Gubernur Sumatera Barat, Mahyeldi Ansharullah, menyebutkan bahwa perputaran uang selama periode mudik diperkirakan mencapai triliunan rupiah. Hal ini terlihat dari meningkatnya konsumsi masyarakat di berbagai sektor, seperti transportasi, kuliner, hingga perdagangan ritel.

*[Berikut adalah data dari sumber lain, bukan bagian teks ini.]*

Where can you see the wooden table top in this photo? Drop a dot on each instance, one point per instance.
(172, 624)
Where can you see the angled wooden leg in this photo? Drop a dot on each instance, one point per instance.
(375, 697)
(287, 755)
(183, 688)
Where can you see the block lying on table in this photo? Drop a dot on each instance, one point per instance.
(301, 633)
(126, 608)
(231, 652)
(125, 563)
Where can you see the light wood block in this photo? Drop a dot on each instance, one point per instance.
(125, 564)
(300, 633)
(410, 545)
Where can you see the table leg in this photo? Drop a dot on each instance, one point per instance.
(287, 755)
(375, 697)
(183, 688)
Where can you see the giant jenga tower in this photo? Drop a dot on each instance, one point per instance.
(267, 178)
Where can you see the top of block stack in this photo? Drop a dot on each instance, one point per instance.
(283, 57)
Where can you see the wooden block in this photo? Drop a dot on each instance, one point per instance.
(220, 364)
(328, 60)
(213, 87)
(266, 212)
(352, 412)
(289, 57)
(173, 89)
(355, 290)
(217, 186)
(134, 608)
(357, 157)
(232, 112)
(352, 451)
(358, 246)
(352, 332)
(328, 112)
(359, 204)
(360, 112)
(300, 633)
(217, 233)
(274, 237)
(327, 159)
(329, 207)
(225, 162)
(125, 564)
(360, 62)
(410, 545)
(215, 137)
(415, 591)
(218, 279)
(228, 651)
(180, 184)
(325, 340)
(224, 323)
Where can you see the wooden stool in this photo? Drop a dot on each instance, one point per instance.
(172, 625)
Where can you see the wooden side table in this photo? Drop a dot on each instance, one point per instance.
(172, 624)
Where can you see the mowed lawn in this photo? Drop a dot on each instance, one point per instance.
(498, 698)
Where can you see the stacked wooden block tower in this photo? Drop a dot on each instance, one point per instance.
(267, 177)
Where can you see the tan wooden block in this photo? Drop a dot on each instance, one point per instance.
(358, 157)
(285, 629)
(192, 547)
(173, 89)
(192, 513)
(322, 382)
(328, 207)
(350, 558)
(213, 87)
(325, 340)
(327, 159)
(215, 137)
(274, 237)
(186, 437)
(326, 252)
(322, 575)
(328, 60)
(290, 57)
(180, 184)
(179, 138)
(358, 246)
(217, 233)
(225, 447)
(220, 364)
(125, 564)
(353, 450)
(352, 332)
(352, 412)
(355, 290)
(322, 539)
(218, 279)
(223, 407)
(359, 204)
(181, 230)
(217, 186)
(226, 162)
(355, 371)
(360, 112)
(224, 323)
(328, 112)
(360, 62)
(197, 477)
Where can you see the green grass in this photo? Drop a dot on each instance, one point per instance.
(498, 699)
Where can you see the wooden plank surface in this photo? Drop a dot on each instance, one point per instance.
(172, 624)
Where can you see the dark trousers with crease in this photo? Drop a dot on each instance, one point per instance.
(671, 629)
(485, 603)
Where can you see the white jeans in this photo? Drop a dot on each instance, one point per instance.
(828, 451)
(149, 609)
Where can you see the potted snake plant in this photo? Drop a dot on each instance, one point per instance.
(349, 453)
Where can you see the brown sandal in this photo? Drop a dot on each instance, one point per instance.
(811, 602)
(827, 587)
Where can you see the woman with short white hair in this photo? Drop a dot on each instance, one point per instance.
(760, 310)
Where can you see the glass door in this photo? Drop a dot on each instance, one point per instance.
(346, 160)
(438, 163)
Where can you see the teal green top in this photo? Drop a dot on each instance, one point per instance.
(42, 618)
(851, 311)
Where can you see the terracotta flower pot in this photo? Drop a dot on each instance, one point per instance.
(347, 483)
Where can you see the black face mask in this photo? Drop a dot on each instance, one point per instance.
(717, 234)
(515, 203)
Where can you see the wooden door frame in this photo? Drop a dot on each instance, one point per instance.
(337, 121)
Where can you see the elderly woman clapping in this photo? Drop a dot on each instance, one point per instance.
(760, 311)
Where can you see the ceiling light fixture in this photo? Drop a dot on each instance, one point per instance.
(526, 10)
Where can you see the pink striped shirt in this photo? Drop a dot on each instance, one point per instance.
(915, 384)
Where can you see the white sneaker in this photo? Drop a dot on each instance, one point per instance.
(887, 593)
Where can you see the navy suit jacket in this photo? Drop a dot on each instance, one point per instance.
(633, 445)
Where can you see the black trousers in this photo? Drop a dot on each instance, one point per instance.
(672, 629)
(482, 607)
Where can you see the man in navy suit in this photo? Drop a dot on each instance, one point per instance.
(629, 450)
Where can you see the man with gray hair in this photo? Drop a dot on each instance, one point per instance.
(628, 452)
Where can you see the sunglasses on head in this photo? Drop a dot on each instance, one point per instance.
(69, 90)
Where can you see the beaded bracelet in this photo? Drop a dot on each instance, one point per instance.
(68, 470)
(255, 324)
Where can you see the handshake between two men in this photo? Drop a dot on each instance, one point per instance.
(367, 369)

Menurutnya, kedatangan perantau tidak hanya mempererat hubungan sosial dan budaya, tetapi juga menjadi momentum penting dalam menggerakkan ekonomi daerah. Aktivitas belanja yang meningkat selama Lebaran turut memberikan dampak langsung bagi pelaku usaha lokal.
Selain itu, sektor pariwisata juga mengalami peningkatan kunjungan, terutama di destinasi unggulan di Sumatera Barat. Banyak perantau yang memanfaatkan waktu libur untuk berwisata bersama keluarga.
Pemerintah daerah menilai tradisi mudik merupakan potensi besar yang perlu terus dimaksimalkan melalui berbagai program dan kegiatan yang mampu menarik minat perantau untuk kembali ke kampung halaman.